Despite widely available vaccines, the flu virus causes thousands of deaths and tens of billions of dollars of costs to society in the United States each year. Because the virus has so many strains and mutates extremely rapidly to resist vaccines and antivirals, finding effective and durable treatments is not easy. Researchers from NC State are trying a new approach — using the virus against itself to slow and ultimately destroy it.
Ruian Ke, assistant professor of mathematics and a member of NC State’s Precision Medicine faculty cluster, is leading this project to create and test therapeutic interfering particles (TIPs). These engineered defective viruses piggyback on the functional viruses to waste resources that viruses need to assemble and replicate and have the potential to reduce viral burden, disease symptoms and disease transmission. And because they evolve and transmit as the viruses evolve and transmit, TIPs could be evolution-proof and effective against viral escape and resistance.

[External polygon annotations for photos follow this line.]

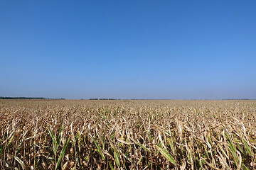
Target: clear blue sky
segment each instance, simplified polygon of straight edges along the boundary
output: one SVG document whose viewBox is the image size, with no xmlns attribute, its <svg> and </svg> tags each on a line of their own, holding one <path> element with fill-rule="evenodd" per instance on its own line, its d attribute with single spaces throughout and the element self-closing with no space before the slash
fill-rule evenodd
<svg viewBox="0 0 256 170">
<path fill-rule="evenodd" d="M 256 1 L 1 1 L 0 96 L 256 98 Z"/>
</svg>

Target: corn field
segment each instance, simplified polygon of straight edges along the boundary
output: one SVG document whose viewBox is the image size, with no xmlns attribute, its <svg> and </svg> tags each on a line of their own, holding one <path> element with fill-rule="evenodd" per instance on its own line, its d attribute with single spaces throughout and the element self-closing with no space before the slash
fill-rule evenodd
<svg viewBox="0 0 256 170">
<path fill-rule="evenodd" d="M 0 100 L 1 169 L 256 169 L 256 101 Z"/>
</svg>

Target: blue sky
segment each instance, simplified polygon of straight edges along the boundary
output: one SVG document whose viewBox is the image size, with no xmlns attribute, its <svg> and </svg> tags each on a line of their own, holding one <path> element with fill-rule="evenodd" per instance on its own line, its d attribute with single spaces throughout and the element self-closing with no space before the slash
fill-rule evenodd
<svg viewBox="0 0 256 170">
<path fill-rule="evenodd" d="M 256 1 L 1 1 L 0 96 L 256 98 Z"/>
</svg>

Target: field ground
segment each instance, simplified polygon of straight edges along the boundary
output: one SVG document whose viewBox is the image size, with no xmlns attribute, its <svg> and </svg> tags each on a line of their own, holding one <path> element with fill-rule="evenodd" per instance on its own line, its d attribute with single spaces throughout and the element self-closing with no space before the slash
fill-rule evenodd
<svg viewBox="0 0 256 170">
<path fill-rule="evenodd" d="M 256 101 L 0 100 L 1 169 L 256 169 Z"/>
</svg>

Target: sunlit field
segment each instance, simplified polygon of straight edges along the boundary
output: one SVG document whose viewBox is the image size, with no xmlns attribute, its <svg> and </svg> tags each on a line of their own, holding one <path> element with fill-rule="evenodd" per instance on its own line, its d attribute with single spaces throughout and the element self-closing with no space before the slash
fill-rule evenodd
<svg viewBox="0 0 256 170">
<path fill-rule="evenodd" d="M 252 169 L 256 101 L 0 100 L 1 169 Z"/>
</svg>

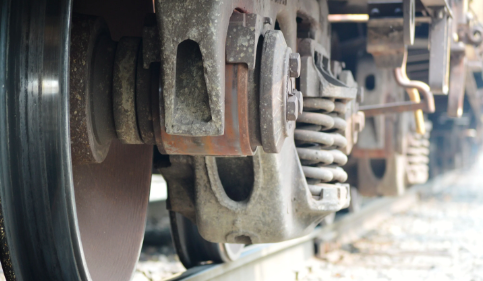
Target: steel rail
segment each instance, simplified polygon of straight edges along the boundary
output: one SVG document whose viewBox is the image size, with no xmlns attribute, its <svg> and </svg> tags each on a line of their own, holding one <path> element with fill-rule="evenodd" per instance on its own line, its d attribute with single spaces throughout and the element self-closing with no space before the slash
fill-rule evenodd
<svg viewBox="0 0 483 281">
<path fill-rule="evenodd" d="M 165 280 L 296 280 L 297 268 L 315 255 L 316 248 L 324 248 L 325 243 L 353 241 L 393 214 L 407 210 L 418 202 L 421 193 L 448 182 L 447 177 L 452 175 L 454 173 L 413 186 L 400 197 L 371 200 L 359 212 L 345 215 L 332 225 L 316 228 L 307 236 L 282 243 L 251 245 L 233 262 L 194 267 Z"/>
</svg>

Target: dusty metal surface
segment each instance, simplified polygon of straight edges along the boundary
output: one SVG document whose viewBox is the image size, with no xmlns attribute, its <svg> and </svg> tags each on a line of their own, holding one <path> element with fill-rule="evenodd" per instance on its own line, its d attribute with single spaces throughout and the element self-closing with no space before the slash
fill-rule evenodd
<svg viewBox="0 0 483 281">
<path fill-rule="evenodd" d="M 297 280 L 302 277 L 300 271 L 306 262 L 314 257 L 314 243 L 323 250 L 326 244 L 353 241 L 391 216 L 412 207 L 418 202 L 418 192 L 414 190 L 399 198 L 377 199 L 359 212 L 316 229 L 310 235 L 277 244 L 249 246 L 236 261 L 196 267 L 167 280 Z"/>
<path fill-rule="evenodd" d="M 435 10 L 430 28 L 429 81 L 431 91 L 448 94 L 452 19 L 444 7 Z"/>
<path fill-rule="evenodd" d="M 265 33 L 260 69 L 260 128 L 262 146 L 268 153 L 278 153 L 289 136 L 293 122 L 287 120 L 287 99 L 295 85 L 289 77 L 289 56 L 281 31 Z"/>
<path fill-rule="evenodd" d="M 221 136 L 184 137 L 168 134 L 161 122 L 160 150 L 167 154 L 252 155 L 249 129 L 248 69 L 226 64 L 225 133 Z"/>
<path fill-rule="evenodd" d="M 100 163 L 116 137 L 112 64 L 116 44 L 105 22 L 74 15 L 70 56 L 70 134 L 75 163 Z"/>
<path fill-rule="evenodd" d="M 142 144 L 136 117 L 136 68 L 141 39 L 123 37 L 117 44 L 113 70 L 112 102 L 118 139 Z"/>
<path fill-rule="evenodd" d="M 81 245 L 93 280 L 129 280 L 144 237 L 152 146 L 114 141 L 100 164 L 74 165 Z"/>
<path fill-rule="evenodd" d="M 404 24 L 402 18 L 374 18 L 367 22 L 367 52 L 382 68 L 400 67 L 403 62 Z"/>
</svg>

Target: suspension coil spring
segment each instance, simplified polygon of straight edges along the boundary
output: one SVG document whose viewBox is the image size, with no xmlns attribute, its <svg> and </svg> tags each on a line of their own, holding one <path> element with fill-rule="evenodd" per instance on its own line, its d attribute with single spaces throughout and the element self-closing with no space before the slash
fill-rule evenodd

The project is being funded by a $5 million grant from the Defense Advanced Research Projects Agency (DARPA) that funds “high-risk, high-reward” projects. The interdisciplinary research team also includes researchers from the University of Illinois at Urbana-Champaign (Christopher Brooke), Duke University (Katia Koelle), Rutgers University (Laura Fabris) and Montana State University (Connie Chang).

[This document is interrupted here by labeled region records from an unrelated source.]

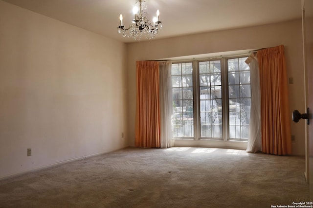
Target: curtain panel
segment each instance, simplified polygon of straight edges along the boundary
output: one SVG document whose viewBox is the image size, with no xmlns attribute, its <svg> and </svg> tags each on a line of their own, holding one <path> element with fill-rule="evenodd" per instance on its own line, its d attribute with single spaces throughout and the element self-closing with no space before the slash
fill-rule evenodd
<svg viewBox="0 0 313 208">
<path fill-rule="evenodd" d="M 174 146 L 172 133 L 173 98 L 171 70 L 172 62 L 159 62 L 161 148 Z"/>
<path fill-rule="evenodd" d="M 262 151 L 291 154 L 287 75 L 284 46 L 258 51 L 260 72 Z"/>
<path fill-rule="evenodd" d="M 159 148 L 159 63 L 136 62 L 137 97 L 135 146 Z"/>
<path fill-rule="evenodd" d="M 262 126 L 261 118 L 261 89 L 260 73 L 257 58 L 251 54 L 246 60 L 251 75 L 251 109 L 250 128 L 246 151 L 257 152 L 262 150 Z"/>
</svg>

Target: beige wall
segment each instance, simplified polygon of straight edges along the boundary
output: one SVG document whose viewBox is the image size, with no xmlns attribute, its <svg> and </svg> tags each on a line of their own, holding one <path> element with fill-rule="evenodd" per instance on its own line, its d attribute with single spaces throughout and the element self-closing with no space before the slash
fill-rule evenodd
<svg viewBox="0 0 313 208">
<path fill-rule="evenodd" d="M 124 43 L 0 0 L 0 178 L 128 146 L 126 57 Z"/>
<path fill-rule="evenodd" d="M 164 26 L 163 29 L 166 29 Z M 303 109 L 303 63 L 301 20 L 257 27 L 214 32 L 128 44 L 128 95 L 130 145 L 134 145 L 135 110 L 135 61 L 167 58 L 241 50 L 259 49 L 283 44 L 288 75 L 294 84 L 289 85 L 290 115 Z M 160 31 L 160 32 L 162 32 Z M 304 155 L 304 122 L 291 124 L 294 154 Z"/>
</svg>

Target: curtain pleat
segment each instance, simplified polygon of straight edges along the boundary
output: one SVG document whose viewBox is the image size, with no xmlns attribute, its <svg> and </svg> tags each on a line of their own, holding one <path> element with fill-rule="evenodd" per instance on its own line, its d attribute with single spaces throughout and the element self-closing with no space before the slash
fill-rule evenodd
<svg viewBox="0 0 313 208">
<path fill-rule="evenodd" d="M 135 145 L 160 147 L 159 63 L 137 61 Z"/>
<path fill-rule="evenodd" d="M 257 53 L 260 72 L 262 151 L 291 153 L 289 101 L 284 46 Z"/>
</svg>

An important component of the work will be mathematical modeling of the virus’ behavior and of the TIPs’ potential interactions and effects on the influenza virus and the immune system. This research will help shed light on how effective they can be in counteracting the severity and spread of the disease. The team’s ultimate goal is to develop a low-cost and resistance-proof treatment to eliminate threats of influenza viruses.
“This work is truly interdisciplinary,” Ke said. “If successful, it can potentially have a great global impact on antiviral development not only for flu, but also for other emerging viruses such as Zika, Ebola and HIV. I am excited to work with this strong team of biologists, engineers and materials scientists to find answers and hopefully save lives.”